The road safety charity Brake and the insurance provider Direct Line together conducted a survey of 1,000 UK drivers to understand their eating habits while driving in the past year.

62 per cent of the respondents to the survey revealed that they have eaten while driving their car. Presently there is no law which strictly prohibits drivers from eating or drinking and driving simultaneously. Doing such a thing, however, can get a driver pulled over by the police for driving without due care and attention.

Such an act can also see motorists receive on-the-spot penalties (introduced last year) for various examples of ‘careless driving’.

More worryingly, 29 per cent of respondents in the recent driver survey said they have unwrapped food themselves while driving.

A third (33 per cent) of survey respondents has eaten food that was already unwrapped or past to them by a passenger while driving.

Two per cent of drivers, or one in 50, revealed they had narrowly avoided a crash in the past year, having had to brake or swerve to avoid a hazard because they were distracted by food or drink.

In further discoveries, one in five drivers (20 per cent) admits to doing their hair, applying make-up or otherwise tidying up their appearance while at the wheel. One in 20 (5 per cent) admit doing so in free-flowing traffic.

In reaction to the survey results, both Brake and Direct Line have urged the UK’s drivers to dedicate their full attention to driving while behind the wheel.
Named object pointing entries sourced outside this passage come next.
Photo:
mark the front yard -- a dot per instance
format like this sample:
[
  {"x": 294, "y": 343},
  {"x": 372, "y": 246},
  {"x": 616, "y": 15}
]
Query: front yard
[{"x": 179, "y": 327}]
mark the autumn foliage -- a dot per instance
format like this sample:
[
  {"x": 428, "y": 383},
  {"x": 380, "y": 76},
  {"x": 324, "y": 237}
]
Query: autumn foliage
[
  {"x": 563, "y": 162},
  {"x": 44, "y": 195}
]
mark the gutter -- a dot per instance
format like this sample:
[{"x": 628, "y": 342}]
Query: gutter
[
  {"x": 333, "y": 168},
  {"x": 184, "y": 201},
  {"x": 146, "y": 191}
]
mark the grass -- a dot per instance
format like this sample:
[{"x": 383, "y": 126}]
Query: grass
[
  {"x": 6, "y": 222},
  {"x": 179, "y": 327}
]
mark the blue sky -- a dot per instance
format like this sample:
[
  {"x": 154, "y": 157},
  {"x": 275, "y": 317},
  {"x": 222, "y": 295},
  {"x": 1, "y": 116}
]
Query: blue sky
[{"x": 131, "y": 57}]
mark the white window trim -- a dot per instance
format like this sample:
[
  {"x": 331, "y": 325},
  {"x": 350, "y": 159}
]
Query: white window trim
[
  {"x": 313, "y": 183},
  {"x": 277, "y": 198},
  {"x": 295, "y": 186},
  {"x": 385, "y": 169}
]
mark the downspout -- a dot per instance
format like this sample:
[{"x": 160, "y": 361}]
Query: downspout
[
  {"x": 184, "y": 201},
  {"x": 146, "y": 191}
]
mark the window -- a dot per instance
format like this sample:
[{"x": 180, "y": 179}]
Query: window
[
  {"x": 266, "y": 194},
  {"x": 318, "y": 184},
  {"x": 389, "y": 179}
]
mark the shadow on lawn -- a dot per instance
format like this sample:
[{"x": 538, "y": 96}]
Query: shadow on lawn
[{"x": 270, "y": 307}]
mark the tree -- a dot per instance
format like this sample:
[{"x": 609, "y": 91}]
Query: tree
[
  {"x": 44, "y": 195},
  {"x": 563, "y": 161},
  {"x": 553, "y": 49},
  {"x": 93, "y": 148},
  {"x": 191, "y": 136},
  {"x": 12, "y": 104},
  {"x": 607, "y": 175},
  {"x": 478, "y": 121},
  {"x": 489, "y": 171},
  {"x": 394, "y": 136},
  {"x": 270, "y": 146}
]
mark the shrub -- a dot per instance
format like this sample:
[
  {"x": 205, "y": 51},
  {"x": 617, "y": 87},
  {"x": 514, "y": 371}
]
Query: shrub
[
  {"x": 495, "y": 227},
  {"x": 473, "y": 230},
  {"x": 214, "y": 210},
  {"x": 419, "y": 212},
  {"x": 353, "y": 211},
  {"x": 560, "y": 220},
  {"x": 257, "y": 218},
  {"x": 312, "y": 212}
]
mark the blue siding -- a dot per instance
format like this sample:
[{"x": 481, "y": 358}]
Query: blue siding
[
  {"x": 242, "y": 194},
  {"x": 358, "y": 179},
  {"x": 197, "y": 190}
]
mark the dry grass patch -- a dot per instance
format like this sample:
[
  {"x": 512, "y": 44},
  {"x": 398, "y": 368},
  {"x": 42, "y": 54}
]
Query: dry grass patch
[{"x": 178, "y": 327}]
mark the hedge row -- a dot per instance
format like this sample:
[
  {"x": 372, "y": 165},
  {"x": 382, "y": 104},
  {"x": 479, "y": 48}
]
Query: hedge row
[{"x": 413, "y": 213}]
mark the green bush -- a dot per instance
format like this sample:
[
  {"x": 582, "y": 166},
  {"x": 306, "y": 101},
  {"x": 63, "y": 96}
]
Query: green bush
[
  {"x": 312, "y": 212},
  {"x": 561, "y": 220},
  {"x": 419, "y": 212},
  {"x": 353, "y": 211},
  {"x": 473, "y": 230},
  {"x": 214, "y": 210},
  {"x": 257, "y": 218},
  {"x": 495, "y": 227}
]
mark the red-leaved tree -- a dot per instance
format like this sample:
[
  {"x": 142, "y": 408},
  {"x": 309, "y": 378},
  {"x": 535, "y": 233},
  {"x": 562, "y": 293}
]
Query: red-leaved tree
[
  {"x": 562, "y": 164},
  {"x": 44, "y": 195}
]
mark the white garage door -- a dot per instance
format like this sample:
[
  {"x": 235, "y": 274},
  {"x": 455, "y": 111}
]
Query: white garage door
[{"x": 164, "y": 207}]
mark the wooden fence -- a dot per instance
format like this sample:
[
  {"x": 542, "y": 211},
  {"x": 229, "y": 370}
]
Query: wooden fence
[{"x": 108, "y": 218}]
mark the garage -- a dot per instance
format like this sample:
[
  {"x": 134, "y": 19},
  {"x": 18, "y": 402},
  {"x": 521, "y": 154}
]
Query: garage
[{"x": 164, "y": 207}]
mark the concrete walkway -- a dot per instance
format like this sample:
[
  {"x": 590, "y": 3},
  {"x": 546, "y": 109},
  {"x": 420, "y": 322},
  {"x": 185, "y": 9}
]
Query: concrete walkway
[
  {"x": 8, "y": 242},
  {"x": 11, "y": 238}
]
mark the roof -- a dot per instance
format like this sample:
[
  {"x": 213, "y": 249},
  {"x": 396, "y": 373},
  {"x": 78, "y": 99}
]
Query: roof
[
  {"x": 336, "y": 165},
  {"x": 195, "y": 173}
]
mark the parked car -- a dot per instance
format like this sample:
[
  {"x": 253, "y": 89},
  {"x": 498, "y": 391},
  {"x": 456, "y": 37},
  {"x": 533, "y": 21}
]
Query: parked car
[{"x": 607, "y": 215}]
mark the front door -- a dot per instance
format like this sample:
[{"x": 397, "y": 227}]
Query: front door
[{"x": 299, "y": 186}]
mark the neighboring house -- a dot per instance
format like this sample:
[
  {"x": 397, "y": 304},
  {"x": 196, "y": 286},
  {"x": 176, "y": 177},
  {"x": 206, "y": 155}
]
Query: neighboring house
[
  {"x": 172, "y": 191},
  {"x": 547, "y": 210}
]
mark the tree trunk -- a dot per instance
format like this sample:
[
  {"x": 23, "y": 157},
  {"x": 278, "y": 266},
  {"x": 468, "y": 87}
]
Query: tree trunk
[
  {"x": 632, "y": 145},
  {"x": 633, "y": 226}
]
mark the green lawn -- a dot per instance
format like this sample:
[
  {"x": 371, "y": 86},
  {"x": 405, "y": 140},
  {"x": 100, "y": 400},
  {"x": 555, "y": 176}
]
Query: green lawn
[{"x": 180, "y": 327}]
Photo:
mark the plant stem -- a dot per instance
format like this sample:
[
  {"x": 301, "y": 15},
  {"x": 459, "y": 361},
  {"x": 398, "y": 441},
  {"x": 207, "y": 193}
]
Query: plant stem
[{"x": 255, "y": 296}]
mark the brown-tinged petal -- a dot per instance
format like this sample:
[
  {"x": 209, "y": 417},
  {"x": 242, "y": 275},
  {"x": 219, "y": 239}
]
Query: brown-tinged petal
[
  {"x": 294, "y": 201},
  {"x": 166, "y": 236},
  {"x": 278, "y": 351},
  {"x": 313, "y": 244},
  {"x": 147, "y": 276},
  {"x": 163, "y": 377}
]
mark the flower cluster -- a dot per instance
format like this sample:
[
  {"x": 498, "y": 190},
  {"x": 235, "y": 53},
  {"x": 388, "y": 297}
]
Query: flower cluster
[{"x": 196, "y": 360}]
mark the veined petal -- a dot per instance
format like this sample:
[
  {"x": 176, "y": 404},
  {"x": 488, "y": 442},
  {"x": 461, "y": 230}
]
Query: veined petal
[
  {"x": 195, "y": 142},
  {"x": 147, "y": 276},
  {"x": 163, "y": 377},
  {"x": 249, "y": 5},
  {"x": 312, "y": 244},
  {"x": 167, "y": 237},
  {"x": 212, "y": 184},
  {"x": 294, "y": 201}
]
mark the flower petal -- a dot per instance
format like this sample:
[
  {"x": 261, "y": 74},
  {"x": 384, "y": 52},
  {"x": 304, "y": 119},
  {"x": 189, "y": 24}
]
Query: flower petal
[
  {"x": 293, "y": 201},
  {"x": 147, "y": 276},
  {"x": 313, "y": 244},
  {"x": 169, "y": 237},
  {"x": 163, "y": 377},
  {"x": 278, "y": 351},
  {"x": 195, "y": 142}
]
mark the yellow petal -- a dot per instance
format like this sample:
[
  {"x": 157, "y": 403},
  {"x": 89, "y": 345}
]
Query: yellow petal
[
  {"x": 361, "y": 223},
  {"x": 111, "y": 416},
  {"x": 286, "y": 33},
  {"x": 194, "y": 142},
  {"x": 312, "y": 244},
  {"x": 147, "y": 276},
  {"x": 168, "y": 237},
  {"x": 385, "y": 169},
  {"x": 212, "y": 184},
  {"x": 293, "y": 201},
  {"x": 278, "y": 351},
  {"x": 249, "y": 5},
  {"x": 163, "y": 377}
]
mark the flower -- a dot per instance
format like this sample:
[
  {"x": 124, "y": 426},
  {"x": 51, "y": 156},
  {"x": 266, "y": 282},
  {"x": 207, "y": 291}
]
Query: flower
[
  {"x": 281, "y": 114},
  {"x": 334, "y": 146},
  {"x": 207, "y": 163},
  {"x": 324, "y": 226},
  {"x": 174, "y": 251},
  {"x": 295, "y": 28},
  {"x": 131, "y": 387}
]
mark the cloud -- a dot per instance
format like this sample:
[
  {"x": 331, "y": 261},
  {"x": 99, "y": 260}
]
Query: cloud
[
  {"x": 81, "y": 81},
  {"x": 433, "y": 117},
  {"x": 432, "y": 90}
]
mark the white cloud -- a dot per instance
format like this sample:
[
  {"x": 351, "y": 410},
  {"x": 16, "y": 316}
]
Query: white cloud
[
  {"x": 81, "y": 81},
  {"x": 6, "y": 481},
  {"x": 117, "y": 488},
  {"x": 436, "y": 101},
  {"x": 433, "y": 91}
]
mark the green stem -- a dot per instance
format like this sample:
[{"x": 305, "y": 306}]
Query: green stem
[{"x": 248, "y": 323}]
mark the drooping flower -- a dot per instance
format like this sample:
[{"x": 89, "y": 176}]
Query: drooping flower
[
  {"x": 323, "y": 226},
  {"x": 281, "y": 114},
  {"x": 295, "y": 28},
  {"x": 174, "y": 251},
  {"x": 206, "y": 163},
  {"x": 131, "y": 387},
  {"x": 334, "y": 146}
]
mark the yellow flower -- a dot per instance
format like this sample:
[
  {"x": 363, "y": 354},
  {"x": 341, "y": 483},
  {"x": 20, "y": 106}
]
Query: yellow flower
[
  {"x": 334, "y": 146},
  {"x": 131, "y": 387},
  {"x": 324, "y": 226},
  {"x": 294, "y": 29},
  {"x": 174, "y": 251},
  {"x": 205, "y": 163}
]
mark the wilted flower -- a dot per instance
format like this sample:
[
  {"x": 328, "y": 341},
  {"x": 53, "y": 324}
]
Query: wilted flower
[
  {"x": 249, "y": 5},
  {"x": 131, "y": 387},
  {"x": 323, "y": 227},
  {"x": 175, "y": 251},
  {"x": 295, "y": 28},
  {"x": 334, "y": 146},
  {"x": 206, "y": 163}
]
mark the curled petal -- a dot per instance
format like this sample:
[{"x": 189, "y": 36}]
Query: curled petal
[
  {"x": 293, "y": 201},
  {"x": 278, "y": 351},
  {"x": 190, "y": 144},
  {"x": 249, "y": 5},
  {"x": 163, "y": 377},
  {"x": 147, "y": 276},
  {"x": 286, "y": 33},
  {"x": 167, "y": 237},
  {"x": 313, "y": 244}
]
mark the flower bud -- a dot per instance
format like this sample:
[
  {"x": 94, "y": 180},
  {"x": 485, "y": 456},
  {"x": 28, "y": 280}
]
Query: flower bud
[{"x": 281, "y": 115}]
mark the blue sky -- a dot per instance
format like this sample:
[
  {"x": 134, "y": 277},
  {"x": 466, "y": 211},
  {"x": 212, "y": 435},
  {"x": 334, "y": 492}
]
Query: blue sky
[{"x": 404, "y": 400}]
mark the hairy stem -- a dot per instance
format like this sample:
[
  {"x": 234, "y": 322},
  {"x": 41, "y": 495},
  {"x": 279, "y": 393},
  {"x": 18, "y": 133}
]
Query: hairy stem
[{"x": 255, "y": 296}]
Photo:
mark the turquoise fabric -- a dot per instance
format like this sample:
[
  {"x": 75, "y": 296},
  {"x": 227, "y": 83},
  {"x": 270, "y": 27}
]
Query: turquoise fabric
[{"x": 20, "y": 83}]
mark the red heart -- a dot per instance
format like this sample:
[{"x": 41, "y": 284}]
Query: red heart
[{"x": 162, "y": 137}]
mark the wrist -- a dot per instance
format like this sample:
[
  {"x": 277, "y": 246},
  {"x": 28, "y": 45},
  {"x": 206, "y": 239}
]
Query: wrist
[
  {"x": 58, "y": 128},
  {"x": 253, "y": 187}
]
The deputy chief executive of Brake, Julie Townsend, said: “Driving is the most complicated and risky thing most of us do on a regular basis, so it is vital we give it our full and undivided attention; we can’t afford to treat our cars as an extension of our kitchen or bathroom.

"Eating at the wheel often means taking your eyes, hands and mind off the road and dramatically increases your chances of crashing and killing or seriously injuring someone."

The director of Motor at Direct Line, Rob Miles, commented: "We advise motorists to always build in time for a break if they are going on a long journey, and use this time to refuel with food and drinks as well as with petrol."